Antwort auf den Kommentar 1

Lieber Herr Chufu,
neben der eigentlichen Arbeitsleistung entstehen selbstverständlich noch weitere Rechte und Pflichten aus einem Arbeitsvertrag. Auch wenn in einem Arbeitsvertrag nichts weiteres geregelt ist, gilt nach ArbZG die Mindestruhezeit von 11 Stunden pro 24-Stundenzeitraum. Zwar kann der AN tun und lassen, was er will, jedoch darf es die eigtl. Arbeit nicht beeinträchtigen.

Der Begriff "Versklavung" ist hier von Ihnen völlig unangemessen gewählt. Setzen Sie sich mit der Bedeutung dieses Begriffs auseinander.

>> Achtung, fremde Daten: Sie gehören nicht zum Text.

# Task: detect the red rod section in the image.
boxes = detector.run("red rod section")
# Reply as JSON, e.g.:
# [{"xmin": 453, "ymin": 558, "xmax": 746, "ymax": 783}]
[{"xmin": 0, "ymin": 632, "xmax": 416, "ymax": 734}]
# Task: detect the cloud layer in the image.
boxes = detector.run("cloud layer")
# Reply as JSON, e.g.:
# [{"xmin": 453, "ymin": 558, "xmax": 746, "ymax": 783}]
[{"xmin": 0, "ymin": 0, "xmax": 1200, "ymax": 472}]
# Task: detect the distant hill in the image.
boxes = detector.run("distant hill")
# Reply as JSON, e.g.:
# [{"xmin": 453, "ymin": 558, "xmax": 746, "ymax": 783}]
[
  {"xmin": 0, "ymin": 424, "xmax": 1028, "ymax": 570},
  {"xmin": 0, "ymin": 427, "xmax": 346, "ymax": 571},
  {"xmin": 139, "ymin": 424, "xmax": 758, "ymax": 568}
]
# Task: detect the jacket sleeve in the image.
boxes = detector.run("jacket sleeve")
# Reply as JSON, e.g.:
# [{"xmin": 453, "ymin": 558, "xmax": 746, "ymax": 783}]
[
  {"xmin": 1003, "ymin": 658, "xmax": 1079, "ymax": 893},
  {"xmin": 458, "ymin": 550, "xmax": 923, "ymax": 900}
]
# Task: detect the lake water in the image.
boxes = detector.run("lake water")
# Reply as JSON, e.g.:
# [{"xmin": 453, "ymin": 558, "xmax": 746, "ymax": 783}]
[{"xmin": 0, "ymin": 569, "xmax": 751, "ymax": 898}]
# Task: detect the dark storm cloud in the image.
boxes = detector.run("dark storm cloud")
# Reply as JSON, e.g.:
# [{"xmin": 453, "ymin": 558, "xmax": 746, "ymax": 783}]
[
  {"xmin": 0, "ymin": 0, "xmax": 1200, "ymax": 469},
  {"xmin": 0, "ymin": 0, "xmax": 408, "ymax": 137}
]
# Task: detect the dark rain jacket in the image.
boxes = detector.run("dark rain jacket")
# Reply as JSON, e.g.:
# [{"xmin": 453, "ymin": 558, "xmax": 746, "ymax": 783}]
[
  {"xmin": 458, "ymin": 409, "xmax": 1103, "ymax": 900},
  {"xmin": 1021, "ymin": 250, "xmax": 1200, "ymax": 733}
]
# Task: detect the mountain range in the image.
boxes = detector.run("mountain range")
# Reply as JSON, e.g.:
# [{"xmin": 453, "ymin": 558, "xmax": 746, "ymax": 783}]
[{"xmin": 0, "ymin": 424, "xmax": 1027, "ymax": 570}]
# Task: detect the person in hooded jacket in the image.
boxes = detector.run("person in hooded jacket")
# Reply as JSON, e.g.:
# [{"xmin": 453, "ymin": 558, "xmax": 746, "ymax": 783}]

Eine Freistellung mit Lohn-/ Gehaltsfortzahlung hat m.M. nach nichts mit Versklavung zu tun.

Der Begriff "Dienstvertrag" stammt aus dem bürgerlichen Recht und wird in §611 BGB geregelt. Dabei schuldet der Arbeitnehmer lediglich den Arbeitsdienst, ohne, dass ein gewisser Erfolg eintreten muss. Im Unterschied dazu ist beim Werkvertrag (das Komplement; § 631 BGB) auch ein Erfolg geschuldet. Lesen sie vorher nach!

Also bitte sachlich bleiben und nicht hysterisch werden.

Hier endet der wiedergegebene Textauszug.